The question of the status of these communications is complicated here by the fact that the attorney involved is in-house counsel. Because in-house counsel often serve as business advisors within a company, it is important to distinguish between communications serving primarily a business function, which are not protected, and communications made for the purpose of seeking legal advice. See Assured Guaranty Municipal Corp. v. UBS Real Estate Securities Inc., No. 12 Civ. 1579, 2013 WL 1195545, at *9 (S.D.N.Y. March 25, 2013) ("[C]ommunications between businesspeople and inhouse counsel are not automatically shielded from discovery."); Spread Enterprises v.
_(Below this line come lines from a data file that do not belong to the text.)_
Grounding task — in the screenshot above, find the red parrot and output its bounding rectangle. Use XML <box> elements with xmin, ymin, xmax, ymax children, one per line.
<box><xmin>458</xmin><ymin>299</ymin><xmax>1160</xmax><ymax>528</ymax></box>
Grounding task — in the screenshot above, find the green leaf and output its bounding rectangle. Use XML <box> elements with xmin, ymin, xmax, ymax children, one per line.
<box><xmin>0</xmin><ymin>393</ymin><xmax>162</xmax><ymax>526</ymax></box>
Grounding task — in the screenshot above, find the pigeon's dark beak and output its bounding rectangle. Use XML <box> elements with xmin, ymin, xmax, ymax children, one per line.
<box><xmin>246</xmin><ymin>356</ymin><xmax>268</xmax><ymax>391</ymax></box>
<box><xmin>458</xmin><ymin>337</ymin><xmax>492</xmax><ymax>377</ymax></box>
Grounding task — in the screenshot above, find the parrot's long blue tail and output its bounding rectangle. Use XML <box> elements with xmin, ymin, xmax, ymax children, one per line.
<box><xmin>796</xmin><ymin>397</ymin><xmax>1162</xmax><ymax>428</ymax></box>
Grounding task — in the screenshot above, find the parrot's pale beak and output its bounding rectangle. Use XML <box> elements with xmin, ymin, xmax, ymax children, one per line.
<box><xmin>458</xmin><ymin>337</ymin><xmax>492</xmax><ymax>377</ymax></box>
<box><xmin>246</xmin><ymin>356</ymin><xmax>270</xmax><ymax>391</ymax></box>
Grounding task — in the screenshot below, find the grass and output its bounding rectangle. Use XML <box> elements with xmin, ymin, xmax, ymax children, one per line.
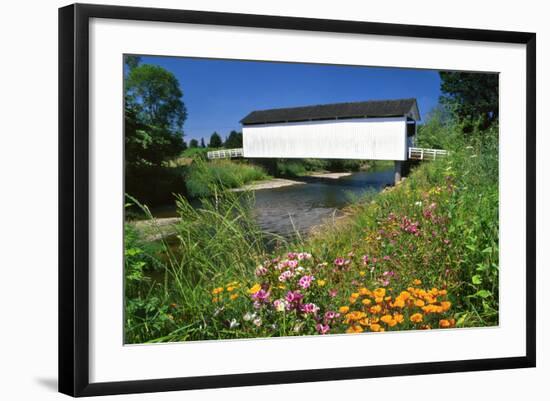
<box><xmin>125</xmin><ymin>121</ymin><xmax>499</xmax><ymax>343</ymax></box>
<box><xmin>185</xmin><ymin>160</ymin><xmax>268</xmax><ymax>197</ymax></box>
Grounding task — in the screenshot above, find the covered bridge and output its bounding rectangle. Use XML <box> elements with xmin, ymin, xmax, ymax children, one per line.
<box><xmin>241</xmin><ymin>98</ymin><xmax>420</xmax><ymax>161</ymax></box>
First Data Merchant Services Corp., No 11 CV 4743, 2013 WL 618744, at *2 (E.D.N.Y. Feb. 19, 2013) ("While the law is clear that the privilege may attach to communications between a company's employees acting on behalf of the company and in-house counsel, the need to apply it cautiously and narrowly is heightened in the case of corporate staff counsel, lest the mere participation of an attorney be used to seal off disclosure." (internal quotation marks omitted)); Complex Systems, Inc. v. ABN AMRO Bank N.V., 279 F.R.D. 140, 150 (S.D.N.Y. 2011) ("Communications that principally involve the performance of nonlegal functions by an attorney are not protected. Moreover, even if a business decision can be viewed as both business and legal evaluations, the business aspects of the decision are not protected simply because legal considerations are also involved." (citation omitted) (internal quotation marks omitted)).

The issue is further muddled by the fact that in-house counsel is merely copied on these communications. Certainly, cc'ing an attorney on a communication does not automatically shield it from disclosure. In re Grand Jury Proceedings, No. M 11-189 , 2001 WL 1167497, at *24 n.41 (S.D.N.Y. Oct. 3, 2001) (citing United States Postal Service v. Phelps Dodge Refining Corp. , 852 F.Supp. 156, 163-64 (E.D.N.Y. 1994)). However, neither is it fatal to the claim. See Aristocrat Technologies Australia Pty Ltd. v. International Game Technology, No. C 06-3717, 2011 WL 1158781, at *3 (N.D. Cal. March 29, 2011) ("Although copying [counsel] may not be sufficient to support the assertion of privilege, it is also not fatal to the assertion."); In re New York Renu With Moistureloc Product Liability Litigation, No. MDL 1785 , 2008 WL 2338552, at *10 (D.S.C. May 8, 2008) (stating that "a cc' to an attorney can qualify for the privilege"); TVT Records, Inc. v. The Island Def Jam Music Group, No. 02 Civ. 6644, 2003 WL 749801, at *6 (S.D.N.Y. March 5, 2003) (finding that communications "copied to counsel for the purpose of allowing counsel to respond to ongoing developments with legal advice" are privileged).

These concerns counsel in favor of reviewing the documents in camera. Indeed, in the principal case that Mt. Sinai cites in opposition to the plaintiff's request for such review, the court resolved the disputes over privilege after reviewing the documents at issue. See TVT Records, 2003 WL 749801, at *1 ("[A]fter reviewing the documents in camera, this Court made document-bydocument rulings...."); see also Spread Enterprises, 2013 WL 618744, at *1 (noting that court engaged in in camera review); Complex Systems, 279 F.R.D. at 145 (same); Banks v. Office of the Senate Sergeant-At-Arms , 228 F.R.D. 24, 25 (D.D.C. 2005) (same); In re Grand Jury Proceedings , 2001 WL 1167497, at *1 (same).

Therefore, within three days of the date upon which the current stay of discovery is lifted, the defendants shall submit copies of the documents still at issue in this motion. If any of those documents have been produced to the plaintiff in redacted form, the defendants shall provide me with both redacted and unredacted copies of the documents. I will then rule on whether some or all of the documents are protected by the attorney-client privilege.[2] This resolves the motion filed as Docket no. 97.